9. HP's termination of CEO Mark Hurd
Hewlett Packard has had its ethical ups and downs over the years, but few expected the company to follow through quite so severely when CEO Mark Hurd was found to have made fraudulent expense claims to cover up a relationship with a female contractor. Rejecting Hurd's offer to pay back the $20,000 he'd received for the claims, the highly regarded leader was ousted by the board for failing to live up to the company's code of conduct. This was an impressive commitment to ethical rules by anyone's standards. However, it angered many who thought the company was shooting itself in the foot. A tumbling stock price and Hurd's instatement at competitior Oracle showed how much pain there could be in doing the right thing.

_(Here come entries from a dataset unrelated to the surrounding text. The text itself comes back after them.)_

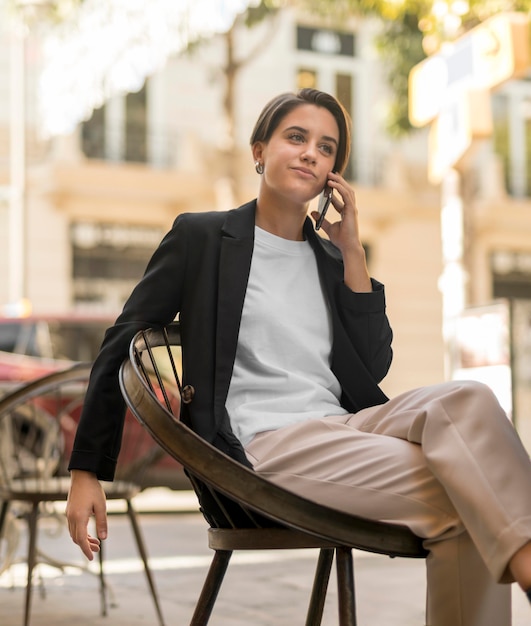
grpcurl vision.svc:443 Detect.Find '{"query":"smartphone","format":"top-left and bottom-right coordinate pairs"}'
top-left (315, 185), bottom-right (333, 230)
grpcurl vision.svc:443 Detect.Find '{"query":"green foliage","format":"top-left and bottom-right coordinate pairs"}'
top-left (6, 0), bottom-right (84, 28)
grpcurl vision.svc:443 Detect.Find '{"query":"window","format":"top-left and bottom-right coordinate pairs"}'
top-left (336, 74), bottom-right (355, 180)
top-left (71, 222), bottom-right (164, 309)
top-left (297, 68), bottom-right (317, 89)
top-left (81, 85), bottom-right (148, 163)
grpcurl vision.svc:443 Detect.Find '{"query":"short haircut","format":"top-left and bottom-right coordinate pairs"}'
top-left (250, 89), bottom-right (352, 174)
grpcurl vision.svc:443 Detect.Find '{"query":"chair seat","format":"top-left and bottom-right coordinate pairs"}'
top-left (208, 528), bottom-right (352, 550)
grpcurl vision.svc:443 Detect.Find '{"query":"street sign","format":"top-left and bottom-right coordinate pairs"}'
top-left (428, 89), bottom-right (492, 185)
top-left (409, 13), bottom-right (530, 127)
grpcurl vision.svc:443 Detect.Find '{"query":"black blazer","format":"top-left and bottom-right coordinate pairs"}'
top-left (69, 201), bottom-right (392, 480)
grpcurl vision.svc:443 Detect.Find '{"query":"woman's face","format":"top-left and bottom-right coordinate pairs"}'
top-left (253, 104), bottom-right (339, 204)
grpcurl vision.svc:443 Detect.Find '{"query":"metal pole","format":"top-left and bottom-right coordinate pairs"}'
top-left (439, 169), bottom-right (467, 380)
top-left (8, 27), bottom-right (26, 307)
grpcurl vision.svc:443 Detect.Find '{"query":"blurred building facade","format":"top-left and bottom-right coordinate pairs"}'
top-left (0, 6), bottom-right (531, 420)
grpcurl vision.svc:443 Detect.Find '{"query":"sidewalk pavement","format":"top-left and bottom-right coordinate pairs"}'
top-left (0, 489), bottom-right (531, 626)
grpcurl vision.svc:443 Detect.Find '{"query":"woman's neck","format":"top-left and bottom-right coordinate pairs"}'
top-left (256, 196), bottom-right (308, 241)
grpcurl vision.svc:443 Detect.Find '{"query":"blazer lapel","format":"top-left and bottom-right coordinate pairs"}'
top-left (214, 201), bottom-right (256, 420)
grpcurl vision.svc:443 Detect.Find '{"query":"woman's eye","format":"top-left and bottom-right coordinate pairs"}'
top-left (289, 133), bottom-right (304, 142)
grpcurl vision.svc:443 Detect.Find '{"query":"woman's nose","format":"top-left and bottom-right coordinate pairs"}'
top-left (301, 144), bottom-right (317, 163)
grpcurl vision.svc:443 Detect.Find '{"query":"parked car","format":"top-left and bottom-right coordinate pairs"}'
top-left (0, 316), bottom-right (190, 489)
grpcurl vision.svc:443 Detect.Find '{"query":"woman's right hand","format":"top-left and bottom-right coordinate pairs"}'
top-left (66, 470), bottom-right (107, 561)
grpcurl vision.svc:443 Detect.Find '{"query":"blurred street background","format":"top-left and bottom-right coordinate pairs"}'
top-left (0, 490), bottom-right (531, 626)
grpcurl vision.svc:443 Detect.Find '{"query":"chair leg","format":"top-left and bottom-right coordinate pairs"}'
top-left (306, 548), bottom-right (334, 626)
top-left (190, 550), bottom-right (232, 626)
top-left (336, 548), bottom-right (357, 626)
top-left (127, 500), bottom-right (164, 626)
top-left (24, 502), bottom-right (39, 626)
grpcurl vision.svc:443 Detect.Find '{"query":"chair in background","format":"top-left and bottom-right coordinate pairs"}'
top-left (120, 323), bottom-right (427, 626)
top-left (0, 363), bottom-right (164, 626)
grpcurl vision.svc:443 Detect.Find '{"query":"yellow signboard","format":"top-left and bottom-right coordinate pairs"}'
top-left (428, 89), bottom-right (492, 185)
top-left (409, 13), bottom-right (530, 126)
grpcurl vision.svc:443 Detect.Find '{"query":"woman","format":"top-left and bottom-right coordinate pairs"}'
top-left (67, 89), bottom-right (531, 626)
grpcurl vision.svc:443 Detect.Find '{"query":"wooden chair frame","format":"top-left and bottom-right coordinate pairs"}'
top-left (120, 323), bottom-right (427, 626)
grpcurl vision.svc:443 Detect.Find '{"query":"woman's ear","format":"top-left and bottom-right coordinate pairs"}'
top-left (251, 141), bottom-right (264, 163)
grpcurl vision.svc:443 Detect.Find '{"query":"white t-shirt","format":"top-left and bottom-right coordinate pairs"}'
top-left (227, 227), bottom-right (347, 445)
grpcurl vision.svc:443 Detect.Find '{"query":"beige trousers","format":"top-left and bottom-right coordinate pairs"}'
top-left (246, 381), bottom-right (531, 626)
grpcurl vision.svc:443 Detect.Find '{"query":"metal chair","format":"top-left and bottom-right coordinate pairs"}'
top-left (120, 323), bottom-right (427, 626)
top-left (0, 363), bottom-right (164, 626)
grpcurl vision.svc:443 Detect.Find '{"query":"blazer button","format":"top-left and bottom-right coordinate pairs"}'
top-left (181, 385), bottom-right (195, 404)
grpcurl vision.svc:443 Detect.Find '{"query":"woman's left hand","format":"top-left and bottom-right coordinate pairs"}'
top-left (312, 172), bottom-right (372, 291)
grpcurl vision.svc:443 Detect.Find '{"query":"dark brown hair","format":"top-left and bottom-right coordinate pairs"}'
top-left (250, 89), bottom-right (352, 174)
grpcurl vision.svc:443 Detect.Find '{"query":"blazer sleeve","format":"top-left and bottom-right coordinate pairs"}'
top-left (336, 278), bottom-right (393, 383)
top-left (69, 217), bottom-right (188, 480)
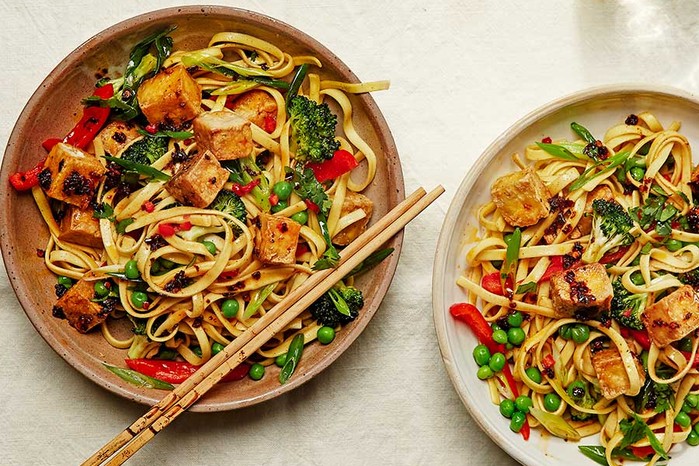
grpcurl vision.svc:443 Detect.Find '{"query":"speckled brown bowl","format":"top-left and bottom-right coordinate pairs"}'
top-left (0, 6), bottom-right (404, 411)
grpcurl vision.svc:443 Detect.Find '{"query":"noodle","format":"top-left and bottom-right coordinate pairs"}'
top-left (457, 112), bottom-right (699, 465)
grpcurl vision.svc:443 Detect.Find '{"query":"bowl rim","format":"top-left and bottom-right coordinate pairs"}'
top-left (0, 5), bottom-right (405, 412)
top-left (432, 83), bottom-right (699, 466)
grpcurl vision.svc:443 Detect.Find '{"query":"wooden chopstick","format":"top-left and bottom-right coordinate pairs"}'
top-left (83, 186), bottom-right (444, 465)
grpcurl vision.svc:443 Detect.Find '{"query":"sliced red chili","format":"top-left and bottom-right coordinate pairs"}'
top-left (306, 149), bottom-right (359, 183)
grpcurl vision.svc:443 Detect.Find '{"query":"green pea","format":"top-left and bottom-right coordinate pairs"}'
top-left (515, 395), bottom-right (534, 414)
top-left (677, 337), bottom-right (692, 352)
top-left (131, 291), bottom-right (148, 309)
top-left (524, 366), bottom-right (541, 383)
top-left (687, 430), bottom-right (699, 447)
top-left (629, 167), bottom-right (646, 181)
top-left (493, 329), bottom-right (507, 345)
top-left (500, 398), bottom-right (515, 419)
top-left (566, 380), bottom-right (587, 401)
top-left (272, 201), bottom-right (289, 214)
top-left (507, 311), bottom-right (524, 327)
top-left (201, 240), bottom-right (216, 255)
top-left (248, 363), bottom-right (265, 380)
top-left (291, 210), bottom-right (308, 225)
top-left (675, 411), bottom-right (692, 428)
top-left (124, 259), bottom-right (141, 280)
top-left (272, 181), bottom-right (294, 201)
top-left (274, 353), bottom-right (286, 367)
top-left (510, 411), bottom-right (527, 433)
top-left (488, 353), bottom-right (507, 372)
top-left (544, 393), bottom-right (561, 413)
top-left (507, 327), bottom-right (526, 346)
top-left (211, 341), bottom-right (225, 355)
top-left (95, 281), bottom-right (109, 298)
top-left (665, 239), bottom-right (684, 252)
top-left (473, 345), bottom-right (490, 366)
top-left (221, 299), bottom-right (240, 319)
top-left (476, 366), bottom-right (493, 380)
top-left (570, 324), bottom-right (590, 345)
top-left (58, 275), bottom-right (73, 288)
top-left (318, 326), bottom-right (335, 345)
top-left (630, 270), bottom-right (646, 286)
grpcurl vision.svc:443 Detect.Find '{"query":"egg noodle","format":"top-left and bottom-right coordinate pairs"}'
top-left (32, 32), bottom-right (388, 365)
top-left (457, 113), bottom-right (699, 465)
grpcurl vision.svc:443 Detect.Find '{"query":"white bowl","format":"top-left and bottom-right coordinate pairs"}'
top-left (432, 85), bottom-right (699, 466)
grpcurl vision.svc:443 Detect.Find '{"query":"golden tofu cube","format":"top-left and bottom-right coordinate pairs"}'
top-left (58, 206), bottom-right (103, 248)
top-left (641, 285), bottom-right (699, 348)
top-left (137, 64), bottom-right (201, 127)
top-left (39, 142), bottom-right (106, 209)
top-left (577, 185), bottom-right (614, 236)
top-left (228, 89), bottom-right (277, 133)
top-left (551, 262), bottom-right (614, 320)
top-left (333, 191), bottom-right (374, 246)
top-left (193, 111), bottom-right (252, 160)
top-left (165, 152), bottom-right (228, 208)
top-left (53, 279), bottom-right (110, 333)
top-left (96, 121), bottom-right (141, 157)
top-left (255, 212), bottom-right (301, 265)
top-left (490, 168), bottom-right (551, 227)
top-left (592, 347), bottom-right (646, 400)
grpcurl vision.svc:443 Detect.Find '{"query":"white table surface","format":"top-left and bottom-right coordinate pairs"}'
top-left (0, 0), bottom-right (699, 465)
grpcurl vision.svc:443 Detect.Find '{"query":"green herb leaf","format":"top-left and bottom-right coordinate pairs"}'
top-left (279, 333), bottom-right (304, 384)
top-left (103, 364), bottom-right (175, 390)
top-left (515, 282), bottom-right (536, 294)
top-left (102, 155), bottom-right (171, 181)
top-left (536, 142), bottom-right (580, 162)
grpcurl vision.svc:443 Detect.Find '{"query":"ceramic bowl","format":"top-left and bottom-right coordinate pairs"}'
top-left (432, 85), bottom-right (699, 466)
top-left (0, 6), bottom-right (404, 411)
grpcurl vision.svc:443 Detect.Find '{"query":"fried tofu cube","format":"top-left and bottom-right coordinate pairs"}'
top-left (592, 348), bottom-right (646, 400)
top-left (641, 285), bottom-right (699, 348)
top-left (39, 142), bottom-right (106, 209)
top-left (58, 206), bottom-right (102, 248)
top-left (333, 191), bottom-right (374, 246)
top-left (490, 168), bottom-right (551, 227)
top-left (192, 112), bottom-right (252, 160)
top-left (165, 152), bottom-right (228, 208)
top-left (137, 64), bottom-right (201, 127)
top-left (255, 212), bottom-right (301, 265)
top-left (228, 89), bottom-right (277, 133)
top-left (551, 262), bottom-right (614, 320)
top-left (53, 279), bottom-right (110, 333)
top-left (577, 185), bottom-right (614, 236)
top-left (96, 121), bottom-right (141, 156)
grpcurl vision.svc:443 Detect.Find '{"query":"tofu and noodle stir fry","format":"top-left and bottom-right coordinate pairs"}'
top-left (13, 30), bottom-right (388, 382)
top-left (451, 113), bottom-right (699, 465)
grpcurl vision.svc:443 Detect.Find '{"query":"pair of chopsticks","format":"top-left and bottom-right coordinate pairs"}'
top-left (83, 186), bottom-right (444, 466)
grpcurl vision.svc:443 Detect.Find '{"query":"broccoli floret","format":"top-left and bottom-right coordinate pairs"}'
top-left (209, 189), bottom-right (248, 226)
top-left (121, 136), bottom-right (168, 165)
top-left (288, 96), bottom-right (340, 163)
top-left (566, 380), bottom-right (599, 421)
top-left (308, 282), bottom-right (364, 328)
top-left (582, 199), bottom-right (635, 263)
top-left (610, 279), bottom-right (648, 330)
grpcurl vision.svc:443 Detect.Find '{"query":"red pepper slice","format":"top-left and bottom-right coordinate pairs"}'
top-left (125, 359), bottom-right (250, 383)
top-left (306, 149), bottom-right (359, 183)
top-left (264, 115), bottom-right (277, 133)
top-left (231, 178), bottom-right (260, 197)
top-left (449, 303), bottom-right (530, 440)
top-left (599, 246), bottom-right (630, 264)
top-left (10, 160), bottom-right (44, 191)
top-left (41, 84), bottom-right (114, 151)
top-left (481, 272), bottom-right (504, 296)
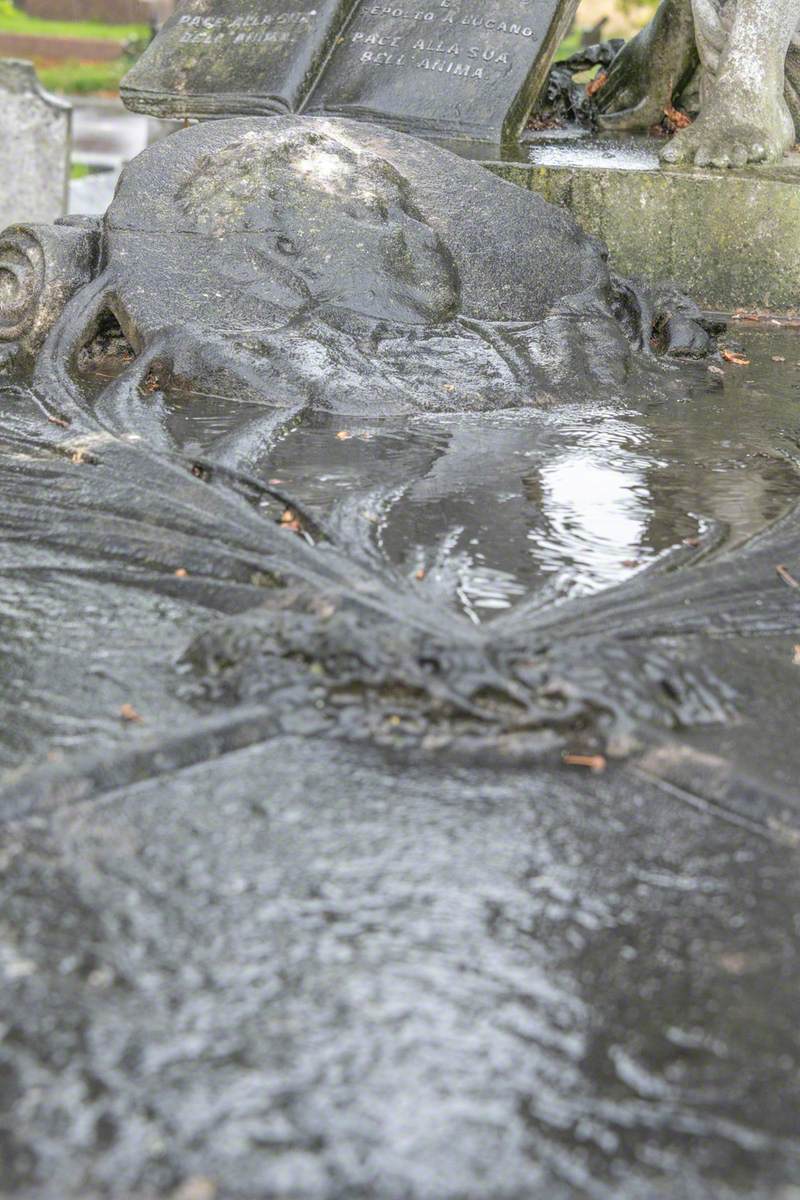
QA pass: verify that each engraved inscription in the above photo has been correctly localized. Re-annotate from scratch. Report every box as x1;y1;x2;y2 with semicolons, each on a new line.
335;0;537;89
175;8;317;47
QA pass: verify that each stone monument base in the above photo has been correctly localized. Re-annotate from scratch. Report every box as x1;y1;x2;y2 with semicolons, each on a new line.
487;133;800;316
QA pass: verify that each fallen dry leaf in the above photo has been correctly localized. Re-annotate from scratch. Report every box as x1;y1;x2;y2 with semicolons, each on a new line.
561;754;606;775
281;509;302;533
722;350;750;367
587;71;608;96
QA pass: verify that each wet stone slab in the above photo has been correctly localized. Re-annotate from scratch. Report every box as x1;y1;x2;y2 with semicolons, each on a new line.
122;0;576;143
491;131;800;316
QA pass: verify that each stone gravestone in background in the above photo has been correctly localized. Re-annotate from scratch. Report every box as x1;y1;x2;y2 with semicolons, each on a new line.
0;59;72;229
121;0;577;143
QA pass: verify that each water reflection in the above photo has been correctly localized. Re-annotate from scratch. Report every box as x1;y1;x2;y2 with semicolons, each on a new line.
527;418;658;596
98;329;800;622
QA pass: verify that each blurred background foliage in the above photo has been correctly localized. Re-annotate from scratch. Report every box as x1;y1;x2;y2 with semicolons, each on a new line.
0;0;657;97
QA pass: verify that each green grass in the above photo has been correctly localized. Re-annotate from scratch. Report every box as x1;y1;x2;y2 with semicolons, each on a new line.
555;29;581;62
38;59;131;96
0;5;150;42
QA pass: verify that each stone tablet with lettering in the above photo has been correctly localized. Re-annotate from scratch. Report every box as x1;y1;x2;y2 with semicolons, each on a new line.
308;0;576;142
0;59;72;229
120;0;355;118
121;0;577;144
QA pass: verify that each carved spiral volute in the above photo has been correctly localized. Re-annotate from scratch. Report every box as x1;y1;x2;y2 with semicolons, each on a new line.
0;222;100;353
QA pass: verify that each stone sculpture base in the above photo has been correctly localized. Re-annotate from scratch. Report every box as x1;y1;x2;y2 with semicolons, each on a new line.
487;136;800;316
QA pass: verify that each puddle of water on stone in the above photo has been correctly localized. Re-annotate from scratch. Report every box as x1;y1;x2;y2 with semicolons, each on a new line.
107;326;800;620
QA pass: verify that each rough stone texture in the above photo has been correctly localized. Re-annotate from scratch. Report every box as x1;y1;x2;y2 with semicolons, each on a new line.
120;0;354;116
0;59;71;227
489;139;800;316
121;0;577;143
308;0;577;142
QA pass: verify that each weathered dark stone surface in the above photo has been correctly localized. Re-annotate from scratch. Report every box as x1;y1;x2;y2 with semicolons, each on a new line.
121;0;354;116
121;0;576;143
0;118;709;422
308;0;576;142
0;118;800;1200
599;0;800;168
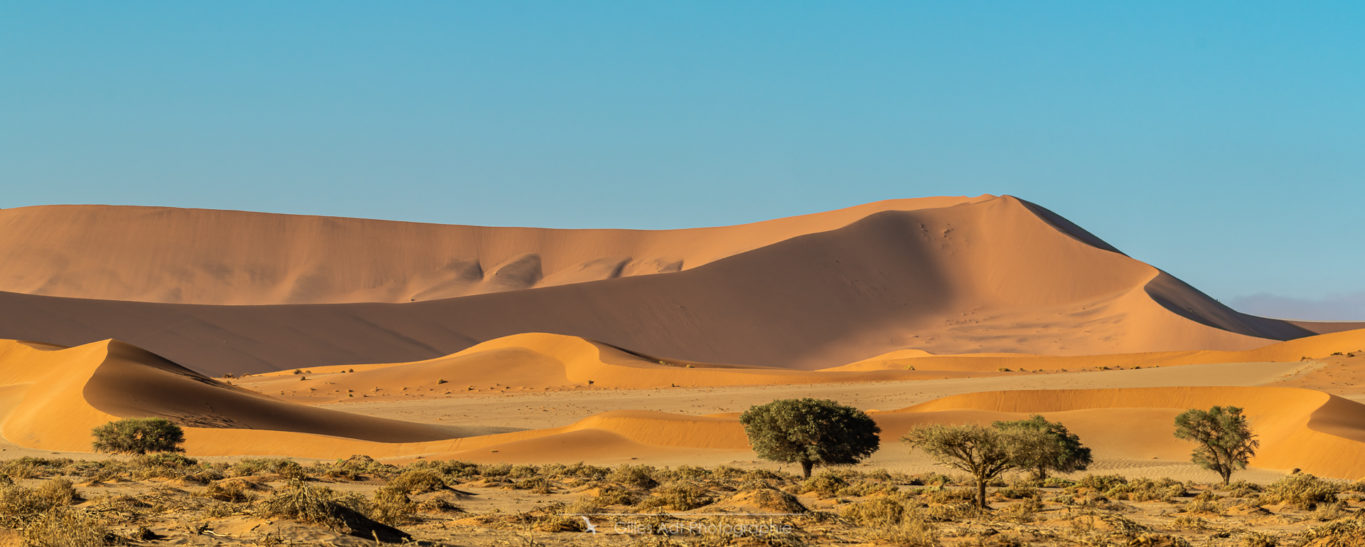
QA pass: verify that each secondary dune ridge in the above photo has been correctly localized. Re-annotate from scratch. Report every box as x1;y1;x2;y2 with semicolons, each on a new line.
8;333;1365;477
0;196;990;304
235;333;964;402
0;340;482;452
0;196;1349;375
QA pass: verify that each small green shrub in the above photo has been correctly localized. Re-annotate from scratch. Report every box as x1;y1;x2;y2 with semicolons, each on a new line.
91;417;184;454
640;483;715;512
606;465;659;490
389;468;449;495
1261;473;1342;510
370;484;418;527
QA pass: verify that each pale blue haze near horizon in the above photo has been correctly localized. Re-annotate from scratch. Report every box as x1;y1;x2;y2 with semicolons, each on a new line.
0;1;1365;319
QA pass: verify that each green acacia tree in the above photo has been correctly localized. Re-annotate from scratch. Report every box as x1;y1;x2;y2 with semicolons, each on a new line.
91;417;184;454
1175;406;1261;484
740;398;882;477
902;426;1020;509
992;415;1095;480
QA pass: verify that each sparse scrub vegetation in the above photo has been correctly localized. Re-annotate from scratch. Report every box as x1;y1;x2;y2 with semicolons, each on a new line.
0;454;1348;546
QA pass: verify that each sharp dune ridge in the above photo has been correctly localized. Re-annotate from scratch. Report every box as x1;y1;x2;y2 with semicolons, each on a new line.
0;196;1351;375
0;196;992;304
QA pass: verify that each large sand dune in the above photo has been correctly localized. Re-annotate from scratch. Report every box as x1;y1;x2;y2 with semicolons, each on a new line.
0;196;1332;374
0;196;990;304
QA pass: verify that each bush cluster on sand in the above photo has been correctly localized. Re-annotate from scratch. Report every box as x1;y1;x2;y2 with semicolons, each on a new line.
0;454;1365;546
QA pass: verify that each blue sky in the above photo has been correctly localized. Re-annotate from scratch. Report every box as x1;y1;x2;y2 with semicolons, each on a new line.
0;1;1365;319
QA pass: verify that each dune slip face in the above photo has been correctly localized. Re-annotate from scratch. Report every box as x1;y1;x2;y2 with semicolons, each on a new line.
0;196;1349;375
0;340;461;453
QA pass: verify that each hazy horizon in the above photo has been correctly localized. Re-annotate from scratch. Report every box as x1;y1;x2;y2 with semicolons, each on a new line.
0;3;1365;319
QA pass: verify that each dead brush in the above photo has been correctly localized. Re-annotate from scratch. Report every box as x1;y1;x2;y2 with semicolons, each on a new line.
639;483;715;512
797;471;849;498
874;518;939;547
1181;491;1223;514
741;487;809;514
259;480;355;528
923;502;981;522
322;454;397;480
416;492;464;513
1104;479;1189;502
20;506;107;546
257;479;412;543
203;479;255;503
995;498;1043;524
227;458;308;480
0;479;81;528
1260;473;1342;510
839;497;910;528
389;468;450;495
370;486;418;527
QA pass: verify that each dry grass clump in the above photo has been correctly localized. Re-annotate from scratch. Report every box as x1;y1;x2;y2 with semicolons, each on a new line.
1181;491;1223;514
370;484;418;527
1104;479;1190;502
734;487;809;514
996;498;1043;524
315;454;397;480
203;479;255;503
228;458;308;480
0;456;76;479
20;507;109;547
261;480;358;528
0;479;81;528
1261;473;1342;510
639;482;715;512
799;471;849;498
389;468;449;495
839;497;910;528
606;465;659;490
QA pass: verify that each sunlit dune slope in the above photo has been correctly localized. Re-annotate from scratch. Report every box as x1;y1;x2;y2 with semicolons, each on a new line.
431;387;1365;479
238;333;933;401
824;324;1365;372
0;196;1312;375
0;196;988;304
0;340;459;450
0;336;1365;477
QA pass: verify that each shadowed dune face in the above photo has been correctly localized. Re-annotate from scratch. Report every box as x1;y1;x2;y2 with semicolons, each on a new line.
0;196;1326;374
0;196;988;304
0;340;464;452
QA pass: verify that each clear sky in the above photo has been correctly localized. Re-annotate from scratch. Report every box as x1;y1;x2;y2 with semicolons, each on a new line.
0;1;1365;319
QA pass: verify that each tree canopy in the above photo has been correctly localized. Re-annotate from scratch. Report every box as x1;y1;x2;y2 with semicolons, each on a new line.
1175;406;1261;484
740;398;882;477
992;415;1093;480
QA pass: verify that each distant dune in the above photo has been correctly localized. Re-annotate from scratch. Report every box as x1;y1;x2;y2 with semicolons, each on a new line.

10. India's 2G licence scandal
OK, so actually this happened in 2008, but it was only in the closing months of 2010 that the full extent of the 2G telecom spectrum licences scandal began to be revealed. In what some have called India's biggest scandal since independence, Telecommunications Minister Andimuthu Raja was forced to resign over allegations that he lost the Indian Government some $38 billion in revenues using an opaque permit system that was riven with corruption. Leaked tapes of secret phone calls with corporate lobbyists have poured oil on the fire. This could yet become India's Enron moment.

So that's our Top 10 for 2010. Doesn't make for particularly edifying reading, but it hasn't been all bad. In amongst the scandals and corruption there have been some genuine cases of ethical leadership in 2010, where companies like Google and HP have had to make some hard ethical choices that have cost them dear. No ne said corporate responsibility was easy.